Of all the excuses proffered, this one had the most potential to persuade us that plaintiffs were actually benefiting. The EEOC has invested heavily in its mediation program which works to resolve claims before they are investigated, or, in some cases, as part of the conciliation process between employer and employee. And Mr. Dreiband, as the EEOC’s former general counsel, was very knowledgeable about the EEOC’s program.

But, as the saying goes, where’s the beef? I asked Mr. Dreiband following his presentation whether the EEOC had studied whether mediation was actually beneficial for plaintiffs in terms of damages awarded. He was unaware of any such studies, and indeed, the studies on the EEOC’s website are limited to the parties’ satisfaction with the process, as well as participating mediators’ evaluation of the program.

Initially, it sounds good when you hear that cases are resolved quickly, and before there is any litigation. Most people just want to move on with their lives, rather than spend years fighting their employer in court. But several aspects of the push to resolve cases so early should give worker advocates pause. A case resolved before any discovery takes place may mean that key evidence that makes the case a valuable one never sees the light of day. A case resolved where the employee doesn’t have an attorney may mean that the employee is outmatched and overcome by the power imbalance on the other side, as rare is the case where an employer wades in to any case without representation. And a process where 13.5% of cases settle for non-monetary compensation makes you wonder just how many people out there are settling for an apology or a good reference, no matter how much they were damaged.

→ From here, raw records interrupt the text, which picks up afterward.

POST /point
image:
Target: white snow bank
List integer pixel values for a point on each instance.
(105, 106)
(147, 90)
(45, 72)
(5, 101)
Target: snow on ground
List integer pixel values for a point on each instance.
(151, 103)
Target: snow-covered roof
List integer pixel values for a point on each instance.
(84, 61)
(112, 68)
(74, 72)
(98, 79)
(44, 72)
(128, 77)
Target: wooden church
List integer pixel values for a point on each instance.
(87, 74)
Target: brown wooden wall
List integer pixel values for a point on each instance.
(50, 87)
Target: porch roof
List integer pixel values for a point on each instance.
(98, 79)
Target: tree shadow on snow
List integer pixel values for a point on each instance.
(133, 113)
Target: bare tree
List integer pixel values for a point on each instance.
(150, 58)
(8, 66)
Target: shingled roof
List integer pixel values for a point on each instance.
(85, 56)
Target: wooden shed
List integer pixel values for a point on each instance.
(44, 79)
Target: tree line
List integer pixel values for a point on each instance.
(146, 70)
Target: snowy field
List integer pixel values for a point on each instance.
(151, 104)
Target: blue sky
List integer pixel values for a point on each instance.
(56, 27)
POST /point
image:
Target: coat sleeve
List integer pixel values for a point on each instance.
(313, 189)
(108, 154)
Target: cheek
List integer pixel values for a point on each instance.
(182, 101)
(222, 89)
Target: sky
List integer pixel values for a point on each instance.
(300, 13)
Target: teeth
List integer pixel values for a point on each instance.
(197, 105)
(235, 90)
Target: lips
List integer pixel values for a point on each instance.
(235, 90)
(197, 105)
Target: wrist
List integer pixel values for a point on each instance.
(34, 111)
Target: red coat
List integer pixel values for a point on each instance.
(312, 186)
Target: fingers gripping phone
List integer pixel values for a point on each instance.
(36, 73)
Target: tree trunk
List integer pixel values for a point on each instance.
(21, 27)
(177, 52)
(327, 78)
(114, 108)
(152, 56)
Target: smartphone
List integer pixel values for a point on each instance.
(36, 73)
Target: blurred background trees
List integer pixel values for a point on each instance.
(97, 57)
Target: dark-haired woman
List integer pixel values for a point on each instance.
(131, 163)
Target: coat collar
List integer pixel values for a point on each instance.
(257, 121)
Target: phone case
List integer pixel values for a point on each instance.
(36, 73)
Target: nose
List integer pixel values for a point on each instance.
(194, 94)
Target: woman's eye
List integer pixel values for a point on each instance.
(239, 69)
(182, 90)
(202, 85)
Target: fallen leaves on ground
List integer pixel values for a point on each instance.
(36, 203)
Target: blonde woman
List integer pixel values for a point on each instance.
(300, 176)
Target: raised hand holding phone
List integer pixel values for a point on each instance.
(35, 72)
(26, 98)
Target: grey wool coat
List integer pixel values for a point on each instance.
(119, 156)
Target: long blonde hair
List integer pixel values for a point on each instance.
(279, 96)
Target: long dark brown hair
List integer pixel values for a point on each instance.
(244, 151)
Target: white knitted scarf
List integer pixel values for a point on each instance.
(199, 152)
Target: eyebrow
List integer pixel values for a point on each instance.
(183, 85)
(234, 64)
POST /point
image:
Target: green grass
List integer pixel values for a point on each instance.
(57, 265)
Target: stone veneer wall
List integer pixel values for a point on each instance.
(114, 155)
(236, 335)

Admittedly, a certain percentage of these cases would have been lost anyway, but settling a case for a token amount of money and an apology may not be much better. Before the EEOC so heavily touts the benefits of mediation, they should study exactly who benefits. Is it the employer who benefits most when litigation goes away quickly and cheaply? We simply don’t know.

So let’s review:  reducing the number of cases in federal court, no matter what the reason, doesn’t:

  • explain why plaintiffs fare so much worse in front of federal district court judges than juries;
  • explain why employment discrimination plaintiffs fare much worse than other plaintiffs on appeal;

And it doesn’t even explain that the reduction in federal court cases means plaintiffs are faring better in other forums. In fact, it may mean that, like the movie “Dumb and Dumber,” Schwab and Clermont’s next report should be called “Worse and Worser.”